Mechanism of Action and Clinical Significance
Ivonescimab, discovered by Akeso, is a bispecific antibody that simultaneously targets PD-1 and VEGF, two key pathways implicated in tumor growth and immune evasion. Keytruda, on the other hand, is a PD-1 inhibitor that blocks the interaction between PD-1 and PD-L1, thereby enhancing the immune system's ability to attack cancer cells. The dual-targeting mechanism of ivonescimab may offer a more comprehensive approach to cancer treatment, potentially leading to improved outcomes.
"It's not always that we see a drug improving median progression-free survival by almost six months," said Gilberto Lopes, chief of medical oncology at the University of Miami's Sylvester Comprehensive Cancer Center. "I have no doubt that this is a positive study."
Trial Design and Patient Population
The HARMONi-2 trial enrolled 398 patients in China with previously untreated, advanced NSCLC whose tumors expressed PD-L1 in at least 1% of malignant cells. Participants were randomized to receive either ivonescimab or Keytruda every three weeks until disease progression or unacceptable toxicity. The primary endpoint of the study was PFS, with overall survival (OS) as a secondary endpoint.
Efficacy Across Subgroups
In addition to the primary finding, investigators observed a roughly 50% risk reduction in participants with both low and high levels of PD-L1. The benefit of ivonescimab was also consistent across squamous and non-squamous forms of lung cancer. Furthermore, treatment with ivonescimab resulted in a greater percentage of patients experiencing tumor shrinkage compared to Keytruda.
Safety Profile and Considerations
While ivonescimab demonstrated superior efficacy, it was associated with a higher rate of treatment-related adverse events (TRAEs). Approximately 29.4% of patients receiving ivonescimab experienced Grade 3 or higher TRAEs, compared to 15.6% of patients receiving Keytruda. Common side effects included high blood pressure and proteinuria, which are known to be associated with VEGF inhibitors. Despite the higher rate of TRAEs, only 1.5% of ivonescimab patients discontinued treatment due to adverse events, compared to 3% in the Keytruda arm.
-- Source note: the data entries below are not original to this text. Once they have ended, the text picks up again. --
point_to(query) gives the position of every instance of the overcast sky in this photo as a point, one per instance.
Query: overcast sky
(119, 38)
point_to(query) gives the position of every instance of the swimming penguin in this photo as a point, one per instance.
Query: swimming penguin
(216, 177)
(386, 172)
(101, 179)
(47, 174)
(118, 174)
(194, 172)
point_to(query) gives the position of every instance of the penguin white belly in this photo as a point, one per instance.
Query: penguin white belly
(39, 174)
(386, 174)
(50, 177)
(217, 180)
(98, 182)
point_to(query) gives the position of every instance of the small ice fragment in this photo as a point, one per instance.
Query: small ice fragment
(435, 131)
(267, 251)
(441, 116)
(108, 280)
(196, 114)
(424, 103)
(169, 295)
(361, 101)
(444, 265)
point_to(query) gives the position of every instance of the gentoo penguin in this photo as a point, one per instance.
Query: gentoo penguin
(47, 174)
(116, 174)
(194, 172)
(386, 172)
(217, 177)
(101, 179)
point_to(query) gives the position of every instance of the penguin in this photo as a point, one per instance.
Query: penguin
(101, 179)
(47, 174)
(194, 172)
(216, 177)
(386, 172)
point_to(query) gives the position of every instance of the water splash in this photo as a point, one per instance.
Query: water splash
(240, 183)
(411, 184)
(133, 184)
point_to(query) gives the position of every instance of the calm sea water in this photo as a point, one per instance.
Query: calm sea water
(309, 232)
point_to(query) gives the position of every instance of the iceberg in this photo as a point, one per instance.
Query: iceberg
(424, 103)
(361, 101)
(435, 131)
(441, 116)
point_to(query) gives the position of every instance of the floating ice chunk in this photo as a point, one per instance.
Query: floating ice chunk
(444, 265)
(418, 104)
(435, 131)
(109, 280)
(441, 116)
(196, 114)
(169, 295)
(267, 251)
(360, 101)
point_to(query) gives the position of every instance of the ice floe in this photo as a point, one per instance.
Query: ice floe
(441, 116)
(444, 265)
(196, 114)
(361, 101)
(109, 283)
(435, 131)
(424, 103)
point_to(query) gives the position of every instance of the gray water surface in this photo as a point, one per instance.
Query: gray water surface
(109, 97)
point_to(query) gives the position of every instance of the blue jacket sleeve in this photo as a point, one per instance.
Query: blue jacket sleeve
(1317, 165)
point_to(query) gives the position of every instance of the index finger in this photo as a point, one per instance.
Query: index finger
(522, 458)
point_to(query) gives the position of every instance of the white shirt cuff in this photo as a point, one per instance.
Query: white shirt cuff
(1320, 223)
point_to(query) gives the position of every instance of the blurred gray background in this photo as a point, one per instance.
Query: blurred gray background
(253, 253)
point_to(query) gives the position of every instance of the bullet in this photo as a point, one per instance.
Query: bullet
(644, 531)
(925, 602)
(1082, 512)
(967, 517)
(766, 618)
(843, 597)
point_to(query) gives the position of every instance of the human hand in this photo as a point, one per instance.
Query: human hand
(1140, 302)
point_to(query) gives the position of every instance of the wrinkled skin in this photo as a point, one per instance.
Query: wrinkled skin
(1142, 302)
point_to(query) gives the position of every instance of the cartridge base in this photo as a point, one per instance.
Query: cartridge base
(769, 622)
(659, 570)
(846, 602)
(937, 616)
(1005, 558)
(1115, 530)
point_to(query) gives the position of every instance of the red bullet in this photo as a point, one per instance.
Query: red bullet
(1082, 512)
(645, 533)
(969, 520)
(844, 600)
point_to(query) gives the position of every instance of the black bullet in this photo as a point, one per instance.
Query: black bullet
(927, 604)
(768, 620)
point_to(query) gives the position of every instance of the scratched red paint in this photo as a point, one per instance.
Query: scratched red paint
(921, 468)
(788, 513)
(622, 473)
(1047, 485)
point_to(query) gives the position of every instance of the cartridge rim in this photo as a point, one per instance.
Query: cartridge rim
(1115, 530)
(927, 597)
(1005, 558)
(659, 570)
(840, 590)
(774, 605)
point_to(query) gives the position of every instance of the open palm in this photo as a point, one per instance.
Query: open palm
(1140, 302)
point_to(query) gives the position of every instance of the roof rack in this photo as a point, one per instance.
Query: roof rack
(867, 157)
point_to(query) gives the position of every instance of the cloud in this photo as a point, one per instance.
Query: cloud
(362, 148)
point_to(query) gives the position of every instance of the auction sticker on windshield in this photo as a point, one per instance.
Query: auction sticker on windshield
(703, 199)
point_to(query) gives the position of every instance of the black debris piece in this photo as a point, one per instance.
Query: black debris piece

Future Directions and Ongoing Studies
Summit has initiated a global Phase 3 trial, HARMONi-7, comparing ivonescimab monotherapy to Keytruda monotherapy in patients with metastatic NSCLC whose tumors have high PD-L1 expression. This study aims to address some of the limitations of the HARMONi-2 trial, including the lack of a comparison to Keytruda plus chemotherapy, which is the current standard of care for many patients. Results from the HARMONi-7 trial are expected in 2027.
Implications for the Treatment Landscape
The results of the HARMONi-2 trial suggest that ivonescimab has the potential to become a new standard of care for first-line treatment of PD-L1-positive NSCLC. However, further studies are needed to confirm these findings in more diverse populations and to determine the impact of ivonescimab on overall survival. Additionally, it will be important to compare ivonescimab to Keytruda plus chemotherapy to fully understand its place in the treatment algorithm.
"I would want to see overall survival data and the magnitude of that difference, to see if it were something that would be meaningfully important to put into practice," said Richard Hall, a medical oncologist at the University of Virginia.